UnB 77
Acabei de receber pelo WhatsApp
mensagem com fotos e vídeos de um grupo de amigos engenheiros, gozando as delícias
do litoral paraibano, e, confesso, abandonei o esboço do texto que iniciara
para a crônica semanal, por ser levado inapelavelmente a antigas e irrecusáveis
memórias.
O título desta crônica pode, num
primeiro momento, trazer à lembrança dos que viviam o cotidiano da Universidade
de Brasília, em 1977, amargas lembranças. Greve duradoura, demissões, jubilamento,
polícia circulando pelo campus, interpelando alunos, professores, funcionários.
Clima pesado, que parecia que não teria fim!
Um grupo de estudantes de
engenharia civil, no entanto, estava aparentemente em reunião permanente no
SG-12, um prédio da Faculdade de Tecnologia, para uso do Departamento de
Engenharia Civil. Não era como se poderia pensar atividade política, os
formandos daquele semestre, envolvidos com o exigente compromisso da entrega do
Projeto Final, condição indispensável para se formarem, continuavam, ali, seus
trabalhos com afinco, sucedendo-se em pequenos grupos de dois – dia e noite – e
pelo que presenciei e participei, os professores “grevistas” a lhes prestar as
orientações necessárias, sem interrupções.

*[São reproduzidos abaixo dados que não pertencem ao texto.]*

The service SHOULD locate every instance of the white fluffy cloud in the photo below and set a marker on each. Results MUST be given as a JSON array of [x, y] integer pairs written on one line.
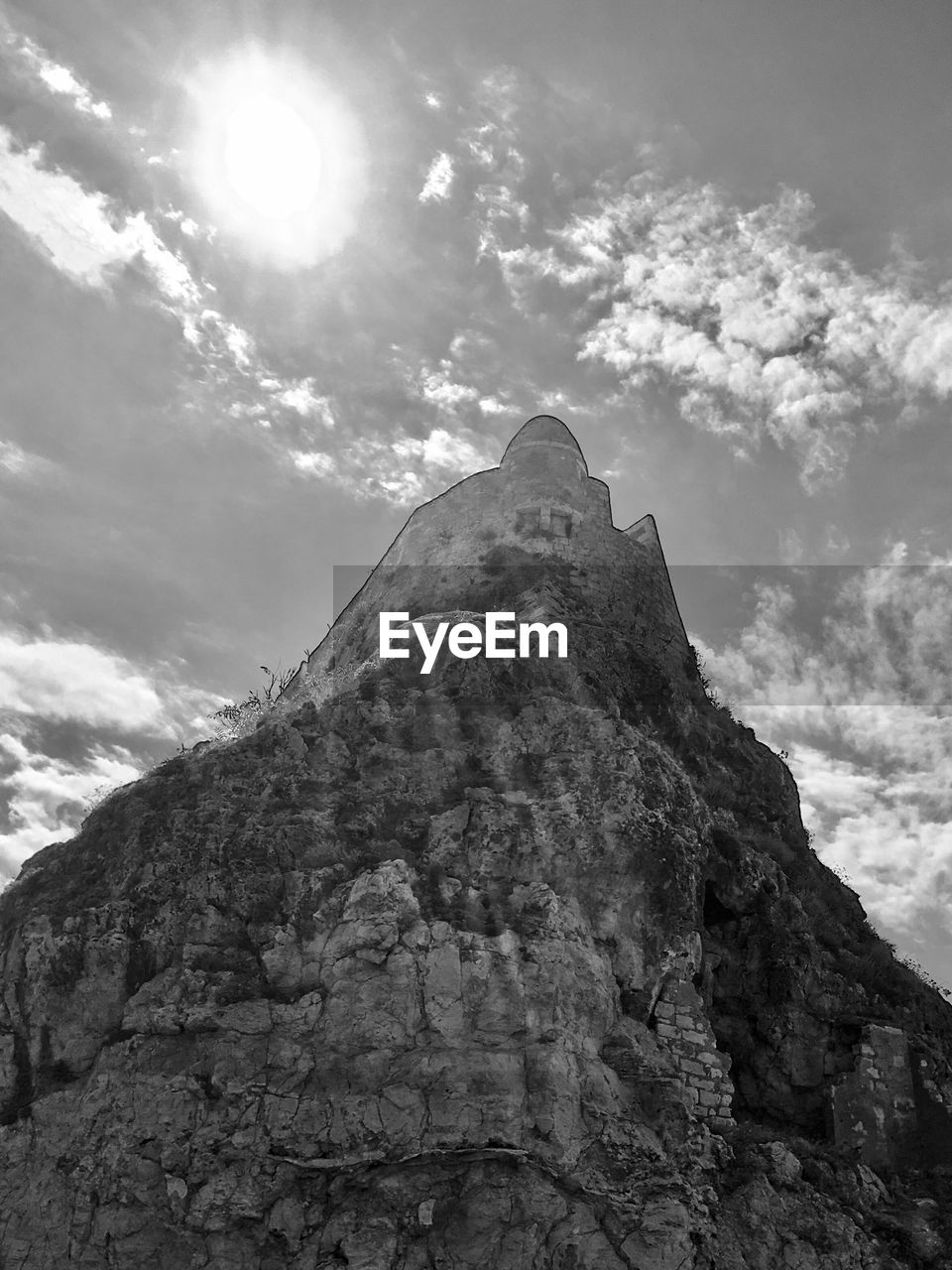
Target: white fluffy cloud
[[46, 797], [66, 680], [439, 181], [26, 55], [762, 334]]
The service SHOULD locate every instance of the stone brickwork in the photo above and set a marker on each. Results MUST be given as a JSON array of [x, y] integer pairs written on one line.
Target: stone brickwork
[[683, 1028], [538, 506], [873, 1106]]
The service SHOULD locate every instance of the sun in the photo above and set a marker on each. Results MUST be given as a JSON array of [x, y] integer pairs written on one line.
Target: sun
[[272, 158], [277, 157]]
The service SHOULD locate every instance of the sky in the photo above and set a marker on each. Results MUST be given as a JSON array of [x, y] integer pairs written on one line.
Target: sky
[[272, 275]]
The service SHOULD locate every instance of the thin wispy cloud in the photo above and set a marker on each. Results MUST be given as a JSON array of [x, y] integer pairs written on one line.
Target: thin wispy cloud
[[30, 59], [439, 180], [48, 797]]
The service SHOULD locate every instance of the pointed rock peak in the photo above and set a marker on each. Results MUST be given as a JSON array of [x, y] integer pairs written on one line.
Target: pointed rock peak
[[542, 432], [645, 531]]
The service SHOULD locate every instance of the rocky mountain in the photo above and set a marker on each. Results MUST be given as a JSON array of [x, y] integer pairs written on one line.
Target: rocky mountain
[[518, 962]]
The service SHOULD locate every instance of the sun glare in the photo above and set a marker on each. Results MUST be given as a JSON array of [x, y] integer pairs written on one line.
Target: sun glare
[[272, 158], [277, 158]]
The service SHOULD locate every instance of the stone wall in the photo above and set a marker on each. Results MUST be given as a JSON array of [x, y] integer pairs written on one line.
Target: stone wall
[[873, 1106], [683, 1029], [539, 507]]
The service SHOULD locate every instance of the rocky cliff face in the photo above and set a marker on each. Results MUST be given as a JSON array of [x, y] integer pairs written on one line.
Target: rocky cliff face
[[520, 964]]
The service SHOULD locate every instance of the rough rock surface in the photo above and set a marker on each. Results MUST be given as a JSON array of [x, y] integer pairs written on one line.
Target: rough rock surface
[[521, 964]]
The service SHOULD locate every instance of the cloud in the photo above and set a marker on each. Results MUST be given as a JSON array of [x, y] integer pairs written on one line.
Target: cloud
[[21, 463], [58, 79], [400, 468], [851, 671], [762, 334], [46, 797], [58, 679], [439, 180]]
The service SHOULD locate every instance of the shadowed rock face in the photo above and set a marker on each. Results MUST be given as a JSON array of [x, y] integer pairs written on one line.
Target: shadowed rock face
[[520, 964]]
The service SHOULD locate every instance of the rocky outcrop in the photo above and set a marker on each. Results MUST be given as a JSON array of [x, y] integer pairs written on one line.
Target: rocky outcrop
[[520, 964]]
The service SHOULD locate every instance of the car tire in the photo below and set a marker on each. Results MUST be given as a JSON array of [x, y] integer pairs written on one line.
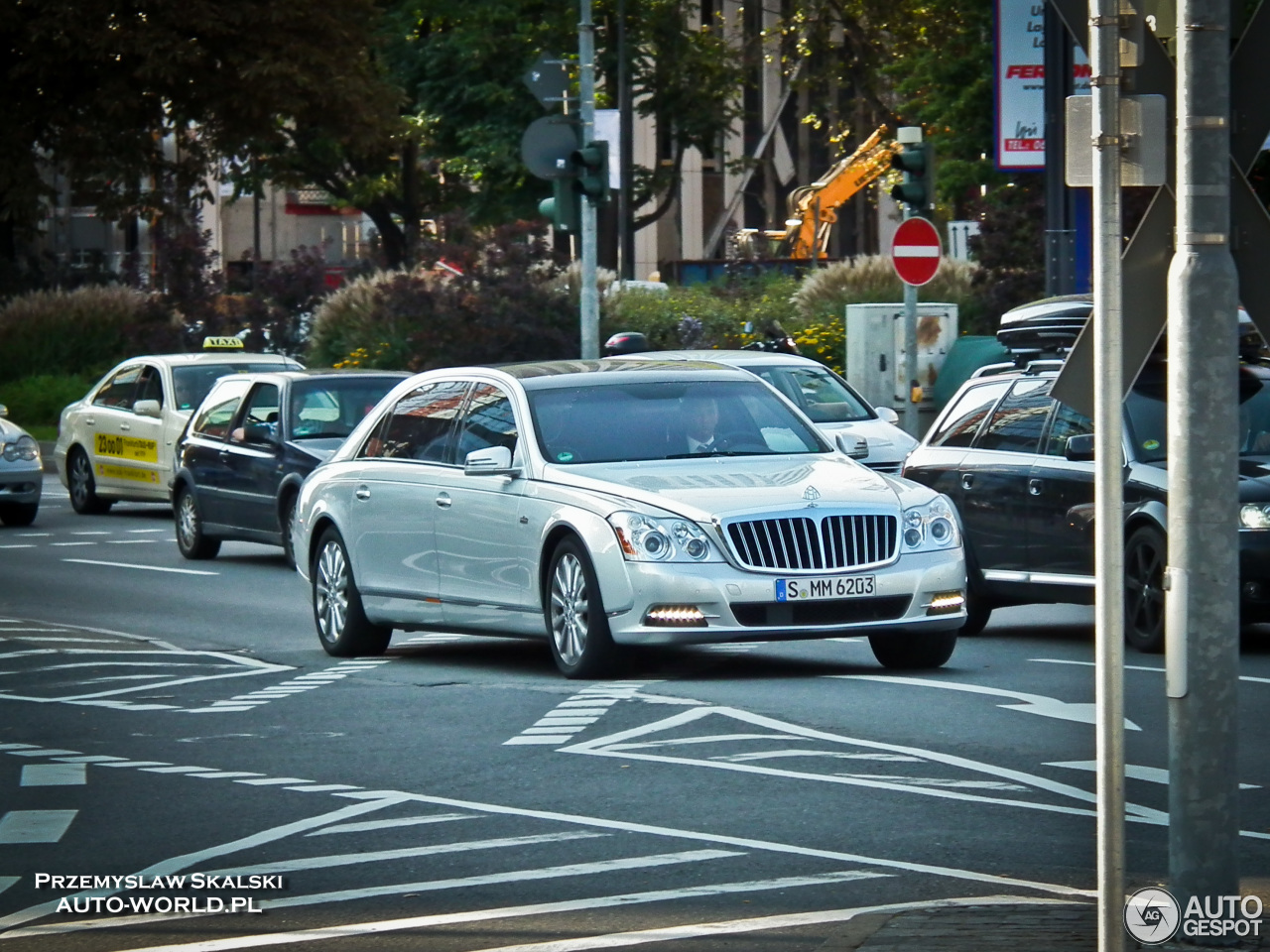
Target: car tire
[[913, 651], [18, 513], [190, 538], [1144, 556], [343, 627], [286, 518], [581, 643], [82, 486]]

Não sei se o que relatei tem a
ver com a continuidade do que virá nesta crônica. Mas devido a singularidade do
fato é bem possível que sim! O que quero dizer é que circunstâncias de
insegurança, de pressão psicológica, de trabalho intenso sem um prazo terminal,
criam laços, irmandades.
Neste 2022, a Turma de
Engenheiros Civis - UnB 1977 completa 45 anos de formatura, e durante este
quase meio século não deixou um só ano de se reunir festivamente para comemorar
o aniversário do evento. Sei de outras turmas que fazem isso, poucas por tanto
tempo. Os componentes da “UnB 77” mantêm-se em comunicação quase diária, e já o
faziam mesmo antes das facilidades das redes sociais.

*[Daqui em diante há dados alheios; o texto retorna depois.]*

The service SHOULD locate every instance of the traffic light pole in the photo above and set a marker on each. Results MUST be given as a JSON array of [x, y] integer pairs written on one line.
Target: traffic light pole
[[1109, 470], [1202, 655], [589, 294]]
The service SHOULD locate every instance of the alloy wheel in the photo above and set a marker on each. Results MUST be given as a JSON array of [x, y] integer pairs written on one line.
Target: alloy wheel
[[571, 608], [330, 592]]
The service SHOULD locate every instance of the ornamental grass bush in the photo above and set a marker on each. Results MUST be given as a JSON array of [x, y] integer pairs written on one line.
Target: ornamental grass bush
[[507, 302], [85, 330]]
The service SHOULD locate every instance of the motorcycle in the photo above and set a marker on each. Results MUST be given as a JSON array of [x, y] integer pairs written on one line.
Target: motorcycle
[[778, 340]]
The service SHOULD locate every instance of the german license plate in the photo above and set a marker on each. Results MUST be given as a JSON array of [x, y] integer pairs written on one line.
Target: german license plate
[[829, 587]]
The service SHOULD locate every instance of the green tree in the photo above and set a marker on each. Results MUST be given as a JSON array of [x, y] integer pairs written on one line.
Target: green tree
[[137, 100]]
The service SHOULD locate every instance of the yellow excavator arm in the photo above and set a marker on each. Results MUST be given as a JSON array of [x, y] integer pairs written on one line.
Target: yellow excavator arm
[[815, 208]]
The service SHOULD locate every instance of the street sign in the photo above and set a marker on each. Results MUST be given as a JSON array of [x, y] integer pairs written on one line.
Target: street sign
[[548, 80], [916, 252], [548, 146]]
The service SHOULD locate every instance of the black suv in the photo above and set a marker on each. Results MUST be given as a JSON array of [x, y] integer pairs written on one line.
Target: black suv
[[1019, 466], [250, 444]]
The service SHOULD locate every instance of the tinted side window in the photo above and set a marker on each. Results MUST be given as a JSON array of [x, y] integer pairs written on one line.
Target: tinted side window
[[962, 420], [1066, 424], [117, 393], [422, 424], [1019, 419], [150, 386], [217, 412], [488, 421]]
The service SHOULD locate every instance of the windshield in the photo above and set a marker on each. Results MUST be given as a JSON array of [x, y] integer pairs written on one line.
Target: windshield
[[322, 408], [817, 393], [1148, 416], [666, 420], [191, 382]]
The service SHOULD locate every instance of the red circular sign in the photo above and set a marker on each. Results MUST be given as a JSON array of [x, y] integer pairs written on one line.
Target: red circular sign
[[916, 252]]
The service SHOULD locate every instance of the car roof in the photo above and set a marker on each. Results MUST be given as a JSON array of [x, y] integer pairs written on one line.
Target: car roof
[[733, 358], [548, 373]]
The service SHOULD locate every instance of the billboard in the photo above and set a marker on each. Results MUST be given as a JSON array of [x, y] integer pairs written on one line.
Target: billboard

De tempos em tempos, o encontro
se dá em Brasília, na própria Universidade, com almoço no Bandejão e palestra
em um dos velhos anfiteatros do Minhocão, para recriar o clima da juventude,
que, apesar do que apregoam, nada tem de irresponsável. Na maioria, são
escolhidos locais de apelo turístico, e duram alguns dias. Aos participantes,
acompanhados dos respectivos cônjuges, são disponibilizados programas
agradabilíssimos, informais, previamente programados por um ou dois dos participantes
do grupo que assumem o encargo da organização no encontro anterior. Esses
engenheiros, elas e eles, estão espalhados pelo país, alguns eventualmente no
exterior, mas sempre fazem o possível para estar presentes.

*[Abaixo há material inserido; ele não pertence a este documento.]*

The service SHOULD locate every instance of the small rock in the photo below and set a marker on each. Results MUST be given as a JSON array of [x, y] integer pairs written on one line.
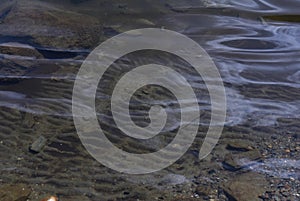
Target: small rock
[[239, 145], [240, 160], [38, 145], [246, 187], [203, 190], [16, 192]]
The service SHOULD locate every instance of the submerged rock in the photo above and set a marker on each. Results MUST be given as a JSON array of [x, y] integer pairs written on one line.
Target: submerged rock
[[38, 144], [236, 161], [16, 192], [239, 145], [246, 187], [50, 26]]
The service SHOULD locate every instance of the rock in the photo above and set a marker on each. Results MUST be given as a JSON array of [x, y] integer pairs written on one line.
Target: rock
[[16, 192], [51, 198], [43, 24], [236, 161], [28, 120], [18, 49], [246, 187], [239, 145], [38, 145], [203, 190]]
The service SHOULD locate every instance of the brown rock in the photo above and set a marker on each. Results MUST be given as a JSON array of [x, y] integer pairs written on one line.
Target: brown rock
[[239, 145], [50, 26], [18, 49], [236, 161], [16, 192], [246, 187]]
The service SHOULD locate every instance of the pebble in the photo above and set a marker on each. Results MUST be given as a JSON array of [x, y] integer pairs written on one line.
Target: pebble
[[38, 144]]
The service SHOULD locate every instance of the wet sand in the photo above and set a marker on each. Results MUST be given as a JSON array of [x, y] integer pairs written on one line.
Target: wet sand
[[42, 48]]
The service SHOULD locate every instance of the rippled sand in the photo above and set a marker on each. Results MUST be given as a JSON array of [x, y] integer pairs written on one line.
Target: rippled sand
[[43, 43]]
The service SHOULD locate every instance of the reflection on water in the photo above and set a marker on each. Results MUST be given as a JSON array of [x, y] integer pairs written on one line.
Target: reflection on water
[[255, 44]]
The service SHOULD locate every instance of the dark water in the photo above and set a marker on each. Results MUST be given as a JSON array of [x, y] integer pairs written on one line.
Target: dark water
[[255, 45]]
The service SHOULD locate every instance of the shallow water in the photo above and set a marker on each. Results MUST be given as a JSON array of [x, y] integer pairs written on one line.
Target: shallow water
[[43, 44]]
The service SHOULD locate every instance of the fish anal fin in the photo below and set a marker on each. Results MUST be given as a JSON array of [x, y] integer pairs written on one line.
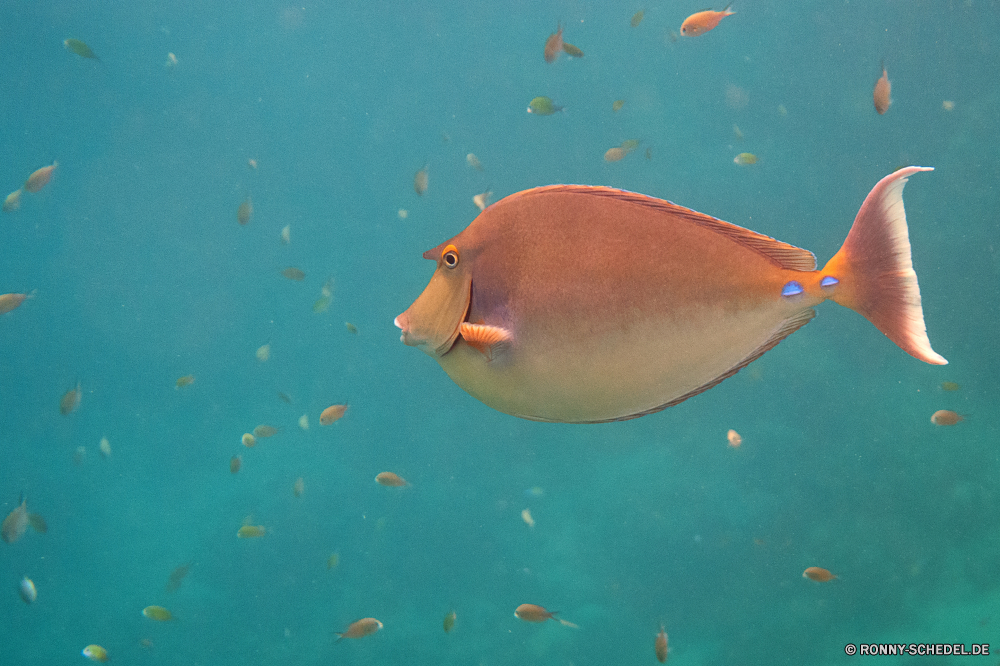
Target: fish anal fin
[[783, 255], [484, 338], [38, 523]]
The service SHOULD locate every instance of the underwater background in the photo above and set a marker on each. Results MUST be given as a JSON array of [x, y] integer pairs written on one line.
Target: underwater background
[[141, 275]]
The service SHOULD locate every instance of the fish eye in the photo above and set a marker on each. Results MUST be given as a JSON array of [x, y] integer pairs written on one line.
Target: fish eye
[[450, 256]]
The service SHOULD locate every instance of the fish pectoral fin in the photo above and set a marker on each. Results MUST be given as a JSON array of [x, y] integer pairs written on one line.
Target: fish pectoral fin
[[38, 523], [483, 337]]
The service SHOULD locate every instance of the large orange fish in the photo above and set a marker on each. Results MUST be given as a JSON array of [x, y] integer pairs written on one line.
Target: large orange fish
[[582, 304], [701, 22]]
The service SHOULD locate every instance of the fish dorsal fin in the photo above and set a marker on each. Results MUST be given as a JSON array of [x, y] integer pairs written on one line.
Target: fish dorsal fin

Tenho tido o privilégio, como
também outros ex-professores, de ser convidado para integrar a trupe, se não a
todos, a um grande número desses encontros. Nos que se realizam em Brasília,
não falto a nenhum. Nesses, solicitam a um de nós, para dar a famosa “aula da
saudade”, na qual um velho mestre os faz relembrar os tempos de suas juventudes
na instituição.
Fora daqui, não sou tão
frequente, principalmente agora, que a idade já começa a me impor limites. A
formalidade das relações aluno-professor que nunca foram estritamente
cultivadas, hoje em que todos somos ex, passamos a colegas, parceiros e amigos
em situações outras além do grupo é que não fazem mesmo sentido.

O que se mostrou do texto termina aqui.